Оторопев, Поавила поперхнулся дымом и, закашлявшись, пошел к камельку.
— Прости, господи, меня грешную, — бормотала бабушка, ополаскивая руки после бани под рукомойником.
Под окном с удочкой на плече пробежал Ханнес.
— Пулька-Поавила, Пулька-Поавила! — крикнул он, состроив рожицу.
Хуоти выбежал из избы. Вскоре он вернулся со слезами на глазах, с разбитым носом.
— Это Ханнес тебя? — спросила мать.
— Ханнес… камнем, — захныкал Хуоти.
Отец сердито швырнул окурок на шесток и схватил Хуоти за волосы:
— Если еще раз придешь со слезами, то получишь ремня. Так и знай. Какой же ты мужчина… Эх! Весь в мать…
V
После бани Хуоти хотелось поиграть с мальчишками в рюхи, но пришлось отправиться тянуть невод.
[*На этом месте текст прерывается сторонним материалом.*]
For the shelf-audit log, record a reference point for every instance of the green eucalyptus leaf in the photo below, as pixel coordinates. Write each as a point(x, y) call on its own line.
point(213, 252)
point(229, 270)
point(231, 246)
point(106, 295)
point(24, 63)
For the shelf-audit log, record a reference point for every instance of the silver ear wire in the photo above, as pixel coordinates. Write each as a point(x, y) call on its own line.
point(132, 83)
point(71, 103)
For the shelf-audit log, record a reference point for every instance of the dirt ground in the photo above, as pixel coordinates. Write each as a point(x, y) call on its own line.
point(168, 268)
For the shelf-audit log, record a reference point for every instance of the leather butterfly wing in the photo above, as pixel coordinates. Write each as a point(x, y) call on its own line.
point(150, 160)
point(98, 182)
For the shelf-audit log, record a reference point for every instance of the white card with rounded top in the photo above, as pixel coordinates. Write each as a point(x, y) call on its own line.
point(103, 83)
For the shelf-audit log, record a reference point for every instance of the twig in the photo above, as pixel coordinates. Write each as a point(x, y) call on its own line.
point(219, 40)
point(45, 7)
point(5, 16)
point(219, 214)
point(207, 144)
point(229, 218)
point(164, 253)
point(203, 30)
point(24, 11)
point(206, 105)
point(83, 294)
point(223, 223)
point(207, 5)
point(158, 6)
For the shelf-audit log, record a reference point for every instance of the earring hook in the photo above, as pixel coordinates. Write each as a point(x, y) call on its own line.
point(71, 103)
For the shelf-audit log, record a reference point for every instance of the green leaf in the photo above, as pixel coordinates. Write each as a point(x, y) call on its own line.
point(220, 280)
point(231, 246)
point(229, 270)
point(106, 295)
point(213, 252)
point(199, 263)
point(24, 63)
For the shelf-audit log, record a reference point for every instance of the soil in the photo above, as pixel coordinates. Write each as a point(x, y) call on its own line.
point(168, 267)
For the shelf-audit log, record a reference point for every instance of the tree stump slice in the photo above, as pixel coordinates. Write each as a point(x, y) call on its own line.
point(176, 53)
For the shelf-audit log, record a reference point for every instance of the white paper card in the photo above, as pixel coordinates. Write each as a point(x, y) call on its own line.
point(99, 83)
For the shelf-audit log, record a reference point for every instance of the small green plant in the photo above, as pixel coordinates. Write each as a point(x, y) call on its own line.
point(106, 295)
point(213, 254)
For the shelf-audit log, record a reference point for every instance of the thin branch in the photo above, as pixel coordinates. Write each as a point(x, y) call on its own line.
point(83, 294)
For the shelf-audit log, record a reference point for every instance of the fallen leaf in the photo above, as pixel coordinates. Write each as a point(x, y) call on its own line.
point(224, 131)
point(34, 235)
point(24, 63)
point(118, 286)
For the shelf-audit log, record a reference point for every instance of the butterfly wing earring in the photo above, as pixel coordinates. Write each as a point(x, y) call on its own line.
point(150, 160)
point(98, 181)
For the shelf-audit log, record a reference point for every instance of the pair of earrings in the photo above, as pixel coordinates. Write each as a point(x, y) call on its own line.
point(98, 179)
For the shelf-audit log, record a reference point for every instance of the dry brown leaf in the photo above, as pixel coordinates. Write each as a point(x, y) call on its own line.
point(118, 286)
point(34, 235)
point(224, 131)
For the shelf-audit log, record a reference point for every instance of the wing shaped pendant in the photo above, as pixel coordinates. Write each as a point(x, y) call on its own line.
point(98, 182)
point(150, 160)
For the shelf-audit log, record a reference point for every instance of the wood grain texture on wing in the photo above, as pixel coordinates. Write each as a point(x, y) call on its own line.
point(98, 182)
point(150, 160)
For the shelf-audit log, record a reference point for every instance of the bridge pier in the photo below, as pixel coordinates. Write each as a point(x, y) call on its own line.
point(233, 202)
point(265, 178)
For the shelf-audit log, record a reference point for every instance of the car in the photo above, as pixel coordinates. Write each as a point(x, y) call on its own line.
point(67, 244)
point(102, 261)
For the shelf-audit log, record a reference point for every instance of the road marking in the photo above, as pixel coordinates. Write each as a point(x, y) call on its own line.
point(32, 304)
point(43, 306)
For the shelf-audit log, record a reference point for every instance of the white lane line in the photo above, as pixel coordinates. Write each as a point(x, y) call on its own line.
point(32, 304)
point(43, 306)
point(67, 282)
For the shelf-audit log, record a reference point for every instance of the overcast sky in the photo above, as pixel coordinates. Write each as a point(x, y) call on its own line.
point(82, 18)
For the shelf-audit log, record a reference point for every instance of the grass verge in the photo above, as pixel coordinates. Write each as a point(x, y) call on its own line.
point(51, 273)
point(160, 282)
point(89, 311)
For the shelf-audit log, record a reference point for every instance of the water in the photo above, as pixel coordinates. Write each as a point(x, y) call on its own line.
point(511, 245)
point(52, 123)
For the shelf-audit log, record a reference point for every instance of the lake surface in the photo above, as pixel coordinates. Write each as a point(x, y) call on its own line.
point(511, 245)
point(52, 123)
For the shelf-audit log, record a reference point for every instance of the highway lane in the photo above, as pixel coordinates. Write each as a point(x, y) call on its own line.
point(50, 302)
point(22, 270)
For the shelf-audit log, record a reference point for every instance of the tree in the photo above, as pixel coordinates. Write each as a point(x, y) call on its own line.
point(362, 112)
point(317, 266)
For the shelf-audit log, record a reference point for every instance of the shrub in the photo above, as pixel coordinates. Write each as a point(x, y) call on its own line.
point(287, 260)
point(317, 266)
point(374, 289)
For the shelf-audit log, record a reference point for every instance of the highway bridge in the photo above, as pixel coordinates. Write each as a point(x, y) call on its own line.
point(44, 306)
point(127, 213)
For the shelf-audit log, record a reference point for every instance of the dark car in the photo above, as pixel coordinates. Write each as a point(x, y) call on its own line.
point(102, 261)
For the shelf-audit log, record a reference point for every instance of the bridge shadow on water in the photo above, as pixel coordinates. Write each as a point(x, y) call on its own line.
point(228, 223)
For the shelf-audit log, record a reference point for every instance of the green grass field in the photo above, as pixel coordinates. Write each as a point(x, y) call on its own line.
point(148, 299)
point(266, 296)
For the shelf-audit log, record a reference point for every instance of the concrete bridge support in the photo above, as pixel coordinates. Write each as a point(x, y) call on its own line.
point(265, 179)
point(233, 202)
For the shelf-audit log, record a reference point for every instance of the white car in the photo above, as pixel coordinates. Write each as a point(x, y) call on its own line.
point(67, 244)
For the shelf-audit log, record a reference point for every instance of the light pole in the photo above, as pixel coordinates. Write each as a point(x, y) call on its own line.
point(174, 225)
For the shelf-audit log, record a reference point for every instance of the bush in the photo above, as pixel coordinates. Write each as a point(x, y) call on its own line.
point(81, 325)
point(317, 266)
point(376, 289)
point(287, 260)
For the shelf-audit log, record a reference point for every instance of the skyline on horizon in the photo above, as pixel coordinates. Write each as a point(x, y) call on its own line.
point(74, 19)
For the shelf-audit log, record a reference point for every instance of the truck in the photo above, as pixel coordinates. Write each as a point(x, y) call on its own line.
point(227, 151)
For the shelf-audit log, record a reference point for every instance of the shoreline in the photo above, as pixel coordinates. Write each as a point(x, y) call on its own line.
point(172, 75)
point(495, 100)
В деревне уже наступила тишина. Лишь время от времени из загонов, где отдыхали коровы, доносилось беспокойное звяканье колокольчиков. Зато на озере царило оживление. Погода стояла хорошая, и лодки одна за другой покидали причалы.
— Послал бы святой Петри рыбки, — вздохнула Доариэ, затаскивая в лодку невод. Жена Хёкки-Хуотари перебирала его в другом конце. У середины вешал, под развесистой березой, лодки столкнулись носами. Паро протянула весло. Доариэ ухватилась за него и подтянула лодки вплотную одну к другой. Прежде чем отправиться на озеро, она обмакнула в воду конец мотни и побрызгала на устои вешал — чтобы водяной дал побольше рыбы. Затем бросила мотню в лодку и, упираясь шестом в дно, оттолкнула лодку от берега. Хуоти и Иро начали грести. Микки — его тоже взяли с собой — лежал на носу лодки, свесившись над водой, и старался схватить рукой камышинку.
— Микки, свалишься, — предупредила мать.
Залив был спокоен и неподвижен, как застывший жир.
Хуоти послюнявил палец, поднял его кверху и проговорил:
— Эй, хозяйка ветров, пусть подуют твои ветры, твои вихри засвистят!
Но ветер не подул, и вихри не засвистели. Даже плес Пирттиярви был так тих и прозрачен, что каждый камешек на дне был виден. Хуоти стал высматривать на озере уток, но они куда-то пропали: то ли спрятались в своих гнездах на берегу за кочками, то ли увели свои выводки в прибрежные камыши. Зато рыба резвилась вовсю. По воде то и дело расходились круги, словно от капель дождя. Иногда с плеском выскакивала крупная рыба, хватая водяных жуков. Издали вода казалась прозрачно-чистой, но внимательно всматриваясь, Хуоти видел на поверхности ее не только всяких букашек, но и желтую пыльцу растений, хвойные иглы, занесенные ветром листья берез и осин, оторвавшиеся от елей лишаи.